SIKESTON --Sikeston's 150th birthday, which is being celebrated throughout the year, is providing an opportunity to teach even the youngest Sikestonians about their city's history.
Beginning later this month, Sikeston Public Library will host a series of family nights for children in kindergarten through second grade and their parents centered around the year-long sesquicentennial.
"We will all learn from it," said children's librarian Ann Thompson about the program.
Thompson said she plans to take Sikeston history and incorporate it with a book or two along with hands-on activities during a series of four monthly meetings.
"We're going to talk about Sikeston, and the fact it was once (at the edge of) a swamp," Thompson said about the first event of the series. "It's hard to believe that 150 years ago we were in swamp and that it was uninhabited."
Parents will enjoy a short history of Sikeston in the late 1800s and early 1900s, she said.
Also at each meeting, Thompson will add to a pictorial banner complete with blurbs on the history of Sikeston.
For example, this month will begin the first portion which will represent Sikeston as a swamp area complete with a swamp scene and animals.
"We'll have as close as we can as to what it looked like and the growth of the Sikeston area -- from Benton and south. What it looked like then is relative to what Mingo (Wildlife Refuge in Puxico) looks like," Thompson said.
When the swamp was drained, it was the largest drainage project attempted at that time. The project took from 1909 to 1926 and cost $11 million.
"It turned some half a million acres of soupy, cypress forest into some of the state's most fertile agricultural land," Thompson said. "It was a major endeavor which is why it took so long to clear it."
Next children will learn about the Cairo and Fulton Railway Co. which Sikeston was included in around 1860, Thompson said.

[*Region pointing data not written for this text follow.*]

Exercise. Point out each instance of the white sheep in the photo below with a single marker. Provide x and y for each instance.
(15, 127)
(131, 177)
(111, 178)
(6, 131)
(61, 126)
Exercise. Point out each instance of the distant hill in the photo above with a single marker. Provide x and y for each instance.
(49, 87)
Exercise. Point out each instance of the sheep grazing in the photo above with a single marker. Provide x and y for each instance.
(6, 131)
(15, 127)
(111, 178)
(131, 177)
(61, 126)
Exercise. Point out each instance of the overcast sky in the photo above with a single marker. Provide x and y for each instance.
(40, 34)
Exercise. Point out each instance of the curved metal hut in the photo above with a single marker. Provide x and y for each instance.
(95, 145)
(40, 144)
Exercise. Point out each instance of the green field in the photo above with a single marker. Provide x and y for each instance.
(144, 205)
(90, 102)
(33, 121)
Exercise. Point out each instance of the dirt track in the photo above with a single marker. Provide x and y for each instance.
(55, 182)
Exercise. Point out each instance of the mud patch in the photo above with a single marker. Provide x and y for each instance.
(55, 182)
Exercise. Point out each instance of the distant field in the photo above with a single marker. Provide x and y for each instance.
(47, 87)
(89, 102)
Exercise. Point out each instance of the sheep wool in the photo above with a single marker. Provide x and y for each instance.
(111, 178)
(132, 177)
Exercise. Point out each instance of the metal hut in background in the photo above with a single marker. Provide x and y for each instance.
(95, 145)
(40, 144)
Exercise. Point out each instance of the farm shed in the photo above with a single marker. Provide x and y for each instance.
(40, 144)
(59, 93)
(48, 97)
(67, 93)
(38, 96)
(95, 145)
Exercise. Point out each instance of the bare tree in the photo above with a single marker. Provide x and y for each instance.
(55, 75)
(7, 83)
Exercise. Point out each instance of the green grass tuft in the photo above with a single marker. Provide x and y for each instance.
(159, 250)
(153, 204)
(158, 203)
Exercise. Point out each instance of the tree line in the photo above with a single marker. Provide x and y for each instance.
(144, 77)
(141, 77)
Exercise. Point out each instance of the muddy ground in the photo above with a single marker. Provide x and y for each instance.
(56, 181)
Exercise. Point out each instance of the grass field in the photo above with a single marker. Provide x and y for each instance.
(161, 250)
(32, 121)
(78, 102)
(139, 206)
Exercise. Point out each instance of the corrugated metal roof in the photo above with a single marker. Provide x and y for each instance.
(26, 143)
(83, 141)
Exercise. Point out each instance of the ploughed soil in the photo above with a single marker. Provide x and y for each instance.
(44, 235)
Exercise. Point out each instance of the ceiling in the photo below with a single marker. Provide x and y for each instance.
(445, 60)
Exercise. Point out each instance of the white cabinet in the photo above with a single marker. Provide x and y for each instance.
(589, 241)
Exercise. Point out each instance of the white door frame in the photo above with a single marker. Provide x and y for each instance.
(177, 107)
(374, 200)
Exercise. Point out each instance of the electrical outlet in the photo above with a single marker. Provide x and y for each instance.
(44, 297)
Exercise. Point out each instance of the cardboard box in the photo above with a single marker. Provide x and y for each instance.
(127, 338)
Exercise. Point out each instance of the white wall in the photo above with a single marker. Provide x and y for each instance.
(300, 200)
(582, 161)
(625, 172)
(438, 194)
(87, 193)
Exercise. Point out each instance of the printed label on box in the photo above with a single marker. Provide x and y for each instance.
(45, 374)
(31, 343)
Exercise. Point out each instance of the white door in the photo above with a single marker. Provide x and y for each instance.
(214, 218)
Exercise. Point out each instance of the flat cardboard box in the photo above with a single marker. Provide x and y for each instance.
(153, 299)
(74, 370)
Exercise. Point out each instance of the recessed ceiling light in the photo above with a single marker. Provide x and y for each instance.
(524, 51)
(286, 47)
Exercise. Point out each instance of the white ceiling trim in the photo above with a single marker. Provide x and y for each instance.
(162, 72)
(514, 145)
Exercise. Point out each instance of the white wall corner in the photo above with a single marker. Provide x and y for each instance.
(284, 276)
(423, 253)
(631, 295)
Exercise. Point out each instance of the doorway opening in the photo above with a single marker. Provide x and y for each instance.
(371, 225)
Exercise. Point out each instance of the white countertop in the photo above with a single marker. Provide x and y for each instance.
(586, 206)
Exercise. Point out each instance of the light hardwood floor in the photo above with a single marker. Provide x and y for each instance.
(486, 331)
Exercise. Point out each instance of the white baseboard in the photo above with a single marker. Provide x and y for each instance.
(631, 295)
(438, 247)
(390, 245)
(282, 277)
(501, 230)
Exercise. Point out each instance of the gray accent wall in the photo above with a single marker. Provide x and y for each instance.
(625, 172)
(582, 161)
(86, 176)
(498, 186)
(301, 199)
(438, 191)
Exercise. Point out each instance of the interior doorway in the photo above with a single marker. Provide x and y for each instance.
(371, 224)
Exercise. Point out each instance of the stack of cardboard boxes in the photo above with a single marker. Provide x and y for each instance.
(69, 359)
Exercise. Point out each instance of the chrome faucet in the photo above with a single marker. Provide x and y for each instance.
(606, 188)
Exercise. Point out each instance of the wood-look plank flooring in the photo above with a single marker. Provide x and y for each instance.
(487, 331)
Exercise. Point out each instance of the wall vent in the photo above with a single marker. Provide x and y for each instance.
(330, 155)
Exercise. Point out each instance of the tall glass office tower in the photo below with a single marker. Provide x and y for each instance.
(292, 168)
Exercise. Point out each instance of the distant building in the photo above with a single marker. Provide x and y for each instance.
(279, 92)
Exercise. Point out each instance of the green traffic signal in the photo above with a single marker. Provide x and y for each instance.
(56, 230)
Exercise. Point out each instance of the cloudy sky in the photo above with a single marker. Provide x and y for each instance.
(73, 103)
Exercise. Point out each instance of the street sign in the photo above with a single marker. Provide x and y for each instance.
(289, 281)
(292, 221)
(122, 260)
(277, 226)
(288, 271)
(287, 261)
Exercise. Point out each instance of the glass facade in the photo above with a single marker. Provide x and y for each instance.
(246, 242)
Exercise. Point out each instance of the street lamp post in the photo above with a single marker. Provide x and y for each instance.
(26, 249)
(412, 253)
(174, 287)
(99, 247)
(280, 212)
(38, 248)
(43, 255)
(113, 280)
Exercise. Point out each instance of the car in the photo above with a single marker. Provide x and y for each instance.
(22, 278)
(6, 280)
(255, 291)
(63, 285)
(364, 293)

"The trains played a big part in the Civil War, but in the early 1900s, Sikeston was also one of the main lines that carried grains, cotton and items produced from the richest farmland in the world," Thompson said.
A picture of the railroad will be added to the banner and children will be able to add pictures of the crops to the train.
"The train will go into the third banner and will have little facts and things about the Civil War, which will be our next topic. It goes into how Civil War soldiers fought over the Sikeston railroad," Thompson said.
The final topic for the series about Sikeston will be weather.
"We'll talk about the different things that happened in that time. For example, in 1937, Sikeston was flooded. In 1986, a tornado hit Sikeston and destroyed 100 homes, and of course the ice storm in 2009," Thompson said.
Thompson said she got the idea for incorporating Sikeston's birthday in family nights from library director, Sue Tangeman, who's also on the planning committee for the city's sesquicentennial events and historical timeline.
To prepare for the programs, Thompson said she gathered information from the Internet, Sikeston Depot Museum, local historians and from books authored by local residents including "Sikeston Pictorial History," "History of Scott County," "Matthews: The Historic Adventures of a Pioneer Family" by Edward C. "Ned" Matthews III and "As I Remember It" by the late Helen Reuber.
"It was so wonderful because I'm not an original Sikestonian. I learned so much," Thompson said.
Thompson is also planning a birthday party for Wednesday's preschool story time, which is for children ages 2 to 5.
"I'm going to make a big cake and read some stories," Thompson said.
And this year's Mother-Daughter Tea, set for May 2 at the library, will also feature a birthday theme, Thompson said.
She's also slated to present programs for some of the local schools, such as Lee Hunter Elementary, Southeast Elementary and St. Francis Xavier School in Sikeston.
Thompson said she'll be visiting with first through third graders at St. Francis Xavier School and exploring more of Sikeston's history.
"We're making a pictorial history of some of the older houses in Sikeston," Thompson said.
While it's difficult to teach children all of Sikeston's history, the important thing is to make whatever lessons told fun and interesting. That's the key, Thompson said.
"If it's big and colorful and hands-on, they learn and will retain it."